The S.E.C. chose to ask for public comment on the request, bringing letters of protest from a number of shareholders, including Mr. Sullivan, who told me he would disclose the identities of the beneficial holders to the S.E.C., but only if it promised not to make them public.

There is no question that the level of 300 owners of record is a magic number in determining whether the company must resume filing with the S.E.C. There is no doubt that there are more than 300 beneficial owners even without counting Mr. Sullivan’s trusts. But the rules allow companies to ignore many such owners if all their shares are held at the same brokerage firm. Mr. Sullivan would like the S.E.C. to make it harder for companies to go dark and stay dark.

Even if he prevails in that, it is far from clear what he will have accomplished.

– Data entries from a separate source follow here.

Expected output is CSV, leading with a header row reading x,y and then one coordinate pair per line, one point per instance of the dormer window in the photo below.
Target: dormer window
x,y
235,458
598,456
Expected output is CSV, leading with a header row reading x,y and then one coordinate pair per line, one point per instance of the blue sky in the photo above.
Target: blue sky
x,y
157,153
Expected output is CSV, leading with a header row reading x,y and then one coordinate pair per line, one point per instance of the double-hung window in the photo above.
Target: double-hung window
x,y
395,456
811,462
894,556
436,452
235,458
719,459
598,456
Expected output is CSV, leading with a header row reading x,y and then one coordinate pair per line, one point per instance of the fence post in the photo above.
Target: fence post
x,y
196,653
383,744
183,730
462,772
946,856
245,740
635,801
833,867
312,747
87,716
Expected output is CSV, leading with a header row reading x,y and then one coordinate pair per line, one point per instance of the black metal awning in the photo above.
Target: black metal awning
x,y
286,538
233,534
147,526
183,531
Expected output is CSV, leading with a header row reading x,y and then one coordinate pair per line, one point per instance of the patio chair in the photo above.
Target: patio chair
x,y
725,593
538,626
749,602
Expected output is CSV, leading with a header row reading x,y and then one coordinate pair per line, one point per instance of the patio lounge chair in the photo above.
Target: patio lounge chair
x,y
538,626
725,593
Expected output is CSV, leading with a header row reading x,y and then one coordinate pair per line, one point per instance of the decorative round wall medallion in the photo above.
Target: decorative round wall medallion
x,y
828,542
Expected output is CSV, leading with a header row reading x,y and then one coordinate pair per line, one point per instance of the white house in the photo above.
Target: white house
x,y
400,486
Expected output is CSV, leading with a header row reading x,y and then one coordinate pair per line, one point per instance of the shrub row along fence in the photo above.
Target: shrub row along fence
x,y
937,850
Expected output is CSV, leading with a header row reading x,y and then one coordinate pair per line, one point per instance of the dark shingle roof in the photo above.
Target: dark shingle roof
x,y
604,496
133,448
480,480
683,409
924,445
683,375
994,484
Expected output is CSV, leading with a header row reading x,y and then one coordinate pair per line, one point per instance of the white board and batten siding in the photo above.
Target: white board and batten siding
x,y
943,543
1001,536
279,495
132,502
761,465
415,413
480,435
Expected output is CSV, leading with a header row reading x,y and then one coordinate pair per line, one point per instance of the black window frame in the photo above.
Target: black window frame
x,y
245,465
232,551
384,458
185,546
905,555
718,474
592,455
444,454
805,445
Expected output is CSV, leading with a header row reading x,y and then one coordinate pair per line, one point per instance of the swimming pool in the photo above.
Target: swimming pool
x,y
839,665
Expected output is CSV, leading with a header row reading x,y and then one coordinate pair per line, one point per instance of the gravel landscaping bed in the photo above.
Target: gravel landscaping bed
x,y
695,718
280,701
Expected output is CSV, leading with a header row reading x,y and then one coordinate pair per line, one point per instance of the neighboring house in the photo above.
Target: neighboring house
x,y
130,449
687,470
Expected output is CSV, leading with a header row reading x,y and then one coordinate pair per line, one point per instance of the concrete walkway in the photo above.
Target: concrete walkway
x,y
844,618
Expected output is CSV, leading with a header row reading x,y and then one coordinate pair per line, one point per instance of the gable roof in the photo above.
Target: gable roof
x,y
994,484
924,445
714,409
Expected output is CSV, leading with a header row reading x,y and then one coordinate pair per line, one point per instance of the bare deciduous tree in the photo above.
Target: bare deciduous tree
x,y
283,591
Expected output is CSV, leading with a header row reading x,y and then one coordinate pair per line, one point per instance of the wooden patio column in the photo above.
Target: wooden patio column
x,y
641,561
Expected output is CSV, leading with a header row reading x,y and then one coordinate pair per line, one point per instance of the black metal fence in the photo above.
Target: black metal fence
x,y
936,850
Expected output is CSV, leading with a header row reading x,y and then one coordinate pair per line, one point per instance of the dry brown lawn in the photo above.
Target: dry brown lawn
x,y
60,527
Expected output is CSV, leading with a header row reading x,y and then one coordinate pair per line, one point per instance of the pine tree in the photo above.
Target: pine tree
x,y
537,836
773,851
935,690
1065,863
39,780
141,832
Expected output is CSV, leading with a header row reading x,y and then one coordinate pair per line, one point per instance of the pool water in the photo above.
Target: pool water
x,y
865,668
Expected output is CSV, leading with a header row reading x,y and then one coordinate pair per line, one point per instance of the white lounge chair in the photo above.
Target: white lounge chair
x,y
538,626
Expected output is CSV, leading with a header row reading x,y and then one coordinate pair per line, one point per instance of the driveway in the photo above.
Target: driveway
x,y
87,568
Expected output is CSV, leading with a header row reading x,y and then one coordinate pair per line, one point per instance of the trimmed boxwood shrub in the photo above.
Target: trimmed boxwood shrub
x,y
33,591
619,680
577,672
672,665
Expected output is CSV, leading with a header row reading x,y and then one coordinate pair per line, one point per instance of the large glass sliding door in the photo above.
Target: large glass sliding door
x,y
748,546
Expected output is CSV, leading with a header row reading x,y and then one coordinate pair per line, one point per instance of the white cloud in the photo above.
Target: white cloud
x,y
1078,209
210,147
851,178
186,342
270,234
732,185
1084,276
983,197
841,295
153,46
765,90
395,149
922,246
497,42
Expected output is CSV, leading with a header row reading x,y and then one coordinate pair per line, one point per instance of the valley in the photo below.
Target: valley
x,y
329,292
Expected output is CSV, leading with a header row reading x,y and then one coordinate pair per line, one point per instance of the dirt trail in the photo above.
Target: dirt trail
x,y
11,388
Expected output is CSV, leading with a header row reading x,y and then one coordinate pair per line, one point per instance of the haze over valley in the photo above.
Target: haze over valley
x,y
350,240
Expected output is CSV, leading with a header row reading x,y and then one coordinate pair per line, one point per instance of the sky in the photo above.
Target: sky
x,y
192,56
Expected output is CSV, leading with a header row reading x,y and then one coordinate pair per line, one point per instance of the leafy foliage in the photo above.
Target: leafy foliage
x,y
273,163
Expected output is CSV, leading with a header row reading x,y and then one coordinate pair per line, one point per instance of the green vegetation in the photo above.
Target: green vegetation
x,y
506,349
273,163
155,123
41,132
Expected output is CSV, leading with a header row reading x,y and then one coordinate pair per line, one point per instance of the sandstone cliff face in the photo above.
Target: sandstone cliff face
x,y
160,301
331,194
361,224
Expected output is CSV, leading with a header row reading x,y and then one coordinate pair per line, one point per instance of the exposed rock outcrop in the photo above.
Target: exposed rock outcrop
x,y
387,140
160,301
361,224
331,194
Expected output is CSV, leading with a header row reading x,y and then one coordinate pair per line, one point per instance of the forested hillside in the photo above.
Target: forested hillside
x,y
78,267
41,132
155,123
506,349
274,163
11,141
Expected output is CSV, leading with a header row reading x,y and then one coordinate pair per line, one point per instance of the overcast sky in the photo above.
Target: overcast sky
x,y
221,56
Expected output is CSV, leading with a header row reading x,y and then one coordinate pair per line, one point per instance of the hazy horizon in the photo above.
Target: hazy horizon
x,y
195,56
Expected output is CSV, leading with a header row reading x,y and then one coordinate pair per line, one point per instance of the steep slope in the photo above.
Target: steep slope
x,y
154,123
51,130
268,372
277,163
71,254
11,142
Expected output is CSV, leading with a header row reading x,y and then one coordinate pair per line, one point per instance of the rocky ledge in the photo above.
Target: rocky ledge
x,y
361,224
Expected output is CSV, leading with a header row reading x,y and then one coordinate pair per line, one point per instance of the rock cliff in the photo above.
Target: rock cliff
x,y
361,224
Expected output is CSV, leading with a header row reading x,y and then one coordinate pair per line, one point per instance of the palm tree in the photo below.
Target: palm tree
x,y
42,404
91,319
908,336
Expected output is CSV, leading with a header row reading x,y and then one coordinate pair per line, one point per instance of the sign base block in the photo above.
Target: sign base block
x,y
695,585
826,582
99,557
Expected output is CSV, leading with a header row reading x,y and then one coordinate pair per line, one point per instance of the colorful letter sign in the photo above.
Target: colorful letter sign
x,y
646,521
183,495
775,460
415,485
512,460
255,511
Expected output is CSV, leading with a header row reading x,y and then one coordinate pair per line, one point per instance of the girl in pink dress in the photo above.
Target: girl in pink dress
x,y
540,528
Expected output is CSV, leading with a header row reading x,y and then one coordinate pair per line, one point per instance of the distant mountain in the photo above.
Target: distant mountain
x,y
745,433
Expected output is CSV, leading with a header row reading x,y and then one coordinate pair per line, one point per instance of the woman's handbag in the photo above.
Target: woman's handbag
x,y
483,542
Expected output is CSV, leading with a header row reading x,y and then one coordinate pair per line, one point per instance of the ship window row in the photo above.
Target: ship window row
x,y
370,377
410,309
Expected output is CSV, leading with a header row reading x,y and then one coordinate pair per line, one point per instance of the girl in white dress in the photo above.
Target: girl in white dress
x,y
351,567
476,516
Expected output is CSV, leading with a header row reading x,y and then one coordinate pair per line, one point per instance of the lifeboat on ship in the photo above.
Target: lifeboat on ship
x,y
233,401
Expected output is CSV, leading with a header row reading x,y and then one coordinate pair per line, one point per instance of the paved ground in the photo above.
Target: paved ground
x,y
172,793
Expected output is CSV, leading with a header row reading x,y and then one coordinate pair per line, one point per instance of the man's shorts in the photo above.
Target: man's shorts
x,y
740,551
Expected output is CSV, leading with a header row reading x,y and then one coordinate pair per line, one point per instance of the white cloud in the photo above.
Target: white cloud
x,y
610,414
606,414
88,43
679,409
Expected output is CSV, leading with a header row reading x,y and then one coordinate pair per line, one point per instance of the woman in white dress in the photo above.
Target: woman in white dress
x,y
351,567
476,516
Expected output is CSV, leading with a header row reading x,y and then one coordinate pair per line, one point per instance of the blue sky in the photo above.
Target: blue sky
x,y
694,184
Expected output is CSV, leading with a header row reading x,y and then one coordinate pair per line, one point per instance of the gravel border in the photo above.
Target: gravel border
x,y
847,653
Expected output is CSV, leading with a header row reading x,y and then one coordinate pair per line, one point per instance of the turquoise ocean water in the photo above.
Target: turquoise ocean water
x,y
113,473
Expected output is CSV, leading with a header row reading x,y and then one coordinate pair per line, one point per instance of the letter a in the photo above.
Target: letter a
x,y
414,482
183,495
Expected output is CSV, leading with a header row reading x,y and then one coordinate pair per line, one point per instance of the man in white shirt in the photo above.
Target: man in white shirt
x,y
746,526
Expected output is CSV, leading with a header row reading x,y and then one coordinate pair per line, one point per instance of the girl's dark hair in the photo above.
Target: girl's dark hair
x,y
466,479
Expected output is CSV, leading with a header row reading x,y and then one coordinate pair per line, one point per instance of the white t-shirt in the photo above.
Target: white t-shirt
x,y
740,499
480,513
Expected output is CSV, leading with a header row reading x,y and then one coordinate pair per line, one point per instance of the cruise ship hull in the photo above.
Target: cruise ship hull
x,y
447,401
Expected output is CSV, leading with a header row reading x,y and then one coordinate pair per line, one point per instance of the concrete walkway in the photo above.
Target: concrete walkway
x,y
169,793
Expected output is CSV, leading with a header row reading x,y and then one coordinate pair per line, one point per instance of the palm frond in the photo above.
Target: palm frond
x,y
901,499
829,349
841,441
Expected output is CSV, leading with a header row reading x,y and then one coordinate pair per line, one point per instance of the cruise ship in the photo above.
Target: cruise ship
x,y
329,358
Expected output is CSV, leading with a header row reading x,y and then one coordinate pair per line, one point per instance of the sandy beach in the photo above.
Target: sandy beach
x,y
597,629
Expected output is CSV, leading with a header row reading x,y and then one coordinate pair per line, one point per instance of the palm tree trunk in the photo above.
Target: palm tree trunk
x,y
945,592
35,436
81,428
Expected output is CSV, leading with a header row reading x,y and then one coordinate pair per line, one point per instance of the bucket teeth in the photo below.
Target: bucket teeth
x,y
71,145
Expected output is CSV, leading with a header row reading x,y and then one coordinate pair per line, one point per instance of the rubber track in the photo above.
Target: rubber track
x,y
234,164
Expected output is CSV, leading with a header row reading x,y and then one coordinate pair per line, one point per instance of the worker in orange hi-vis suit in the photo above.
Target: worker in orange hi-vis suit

Public filings would make it easier to see what was going on, but Goldman would still have all the cards and might find ways to assure that the preferred holders received little or nothing from their investment.

There is one sidelight to this that emphasizes how convoluted it can be when a company has public investors but chooses to keep the public in the dark. The company’s charter, available on its Web site, seems to say no one can buy more than 9.9 percent of the preferred shares. But the Goldman affiliate did. The rules do not apply if the company gives up its tax status as a real estate investment trust, or REIT, but nothing I could find on the Web site indicates that happened. In his letter to the S.E.C., Mr. Farrar, the lawyer for Goldman, referred to the company’s “REIT sub,” short for subsidiary, which sounds as if it is still a REIT.

Not so, Goldman assured me. The company gave up its REIT status years ago and disclosed that in financial statements that are not public.

So why did Mr. Farrar use the language he did?

“Historically it was referred to internally as the ‘REIT sub’ and we simply continued that reference,” Ms. Raphael said. “The reference is not indicative of the company’s tax status.”